Avant la crise sanitaire, l'excédent de la filière aéronautique était en progression presque constante depuis 2009. Il avait plus que doublé, atteignant en 2019 un record de 31,1 milliards. Aujourd'hui, les exportations aéronautiques connaissent, de loin, la dynamique de rattrapage la plus faible, en raison des difficultés persistantes du transport aérien et de l'absence de visibilité à moyen terme. En 2021, les exportations ont enregistré une hausse de 5 % par rapport à 2020 mais demeurent en baisse de 43 % par rapport à 2019.

La filière aéronautique a été très sévèrement touchée par la crise sanitaire, qui a provoqué un arrêt brutal du trafic aérien et, par extension, un recul des prises de commandes d'appareils. Cette crise historique du transport aérien mondial a lourdement touché l'industrie aéronautique française. D'une part, la chute du trafic a entraîné mécaniquement une très forte réduction des activités de maintenance sur les flottes en service, activités qui constituent une source majeure de revenus pour les motoristes et certains équipementiers. D'autre part, les compagnies aériennes, confrontées à une dégradation très rapide de leur trésorerie et à de fortes incertitudes sur le redémarrage du trafic, ont été contraintes de reporter les prises de livraisons et de suspendre, voire d'annuler leurs commandes d'appareils neufs.
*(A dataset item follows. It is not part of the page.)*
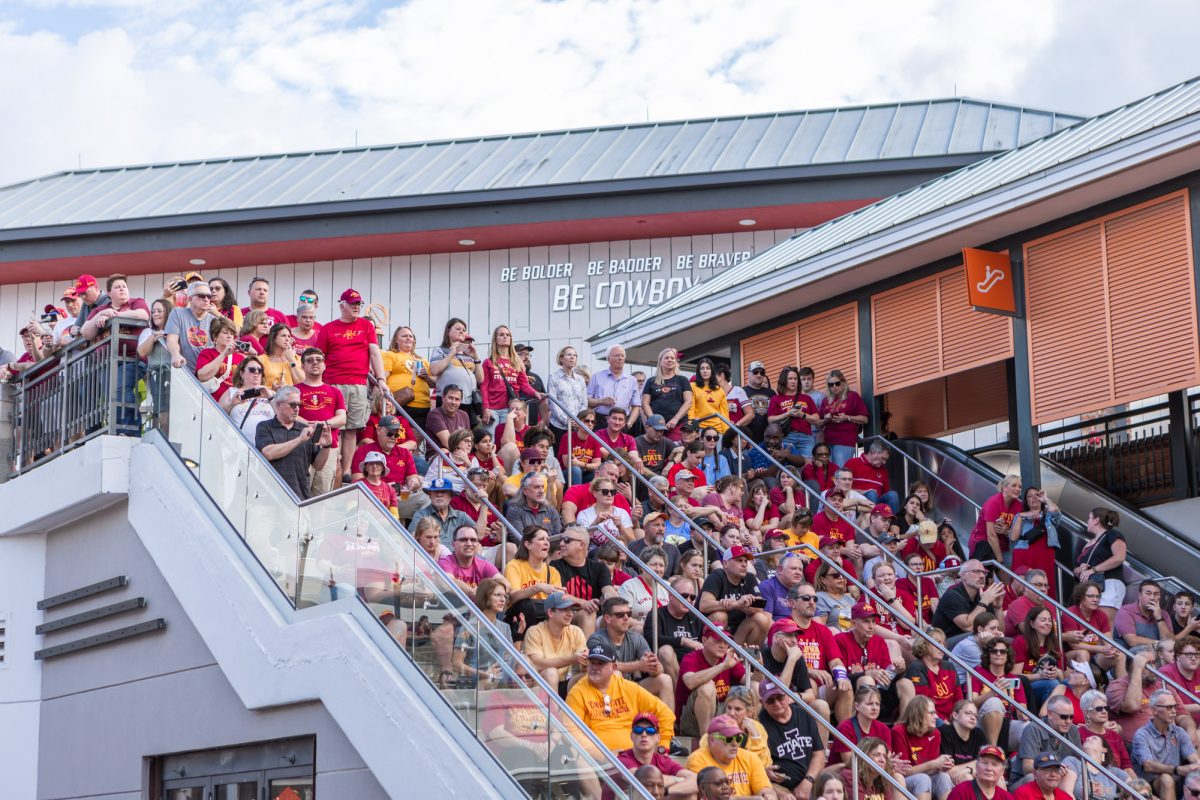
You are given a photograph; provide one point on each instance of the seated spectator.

Au niveau national, la filière a ainsi connu une chute de plus de 30 % de son activité industrielle en 2020.

Encore marquée par les effets de la crise sanitaire et désormais exposée aux conséquences de la guerre en Ukraine, la filière s'efforce en cette période de forte reprise de l'activité mondiale de garantir la pérennité de ses chaînes logistiques, ainsi que ses approvisionnements stratégiques.

Les difficultés auxquelles le secteur doit faire face incluent des problèmes de financement mais aussi de recrutement, pour répondre aux commandes et développer l'avion décarboné, environ 15 000 postes étant à pourvoir en 2022.

La filière fait également face à des problèmes conjoncturels importants, liés au contexte géopolitique, qui entraîne des tensions inflationnistes et des difficultés assez marquées en matière d'approvisionnement. Une difficulté particulière concerne le titane, notamment utilisé pour les trains d'atterrissage. Ce métal incontournable dans la production des avions modernes provient en grande partie de Russie, qui en est le premier pays producteur mondial. Il est impératif de diversifier au plus vite nos approvisionnements en matières premières critiques et d'apporter un appui aux filières de souveraineté, afin de sécuriser notre industrie. Je souscris donc à la proposition, formulée par Philippe Varin dans le rapport qu'il a remis au Gouvernement au début de l'année 2022, de constituer un fonds d'investissement dans les métaux stratégiques.

La filière aéronautique française a fait preuve d'une très forte capacité de résilience lors de la crise sanitaire. Elle doit à présent faire face à de nouveaux défis. Je suis convaincu qu'elle dispose des capacités pour les relever, avec le soutien résolu des pouvoirs publics. Maintenir notre excellence dans ce secteur nous permettra de continuer à compter sur la scène internationale et de peser sur les normes et les standards de l'aviation, qui évoluent très vite, notamment parce que les Chinois sont très offensifs. De cette manière, nous pourrons œuvrer utilement en vue de l'amélioration des appareils et de la réduction de leur empreinte carbone.

J'émets un avis favorable aux crédits de la mission Économie destinés au financement et au soutien au commerce extérieur de la France.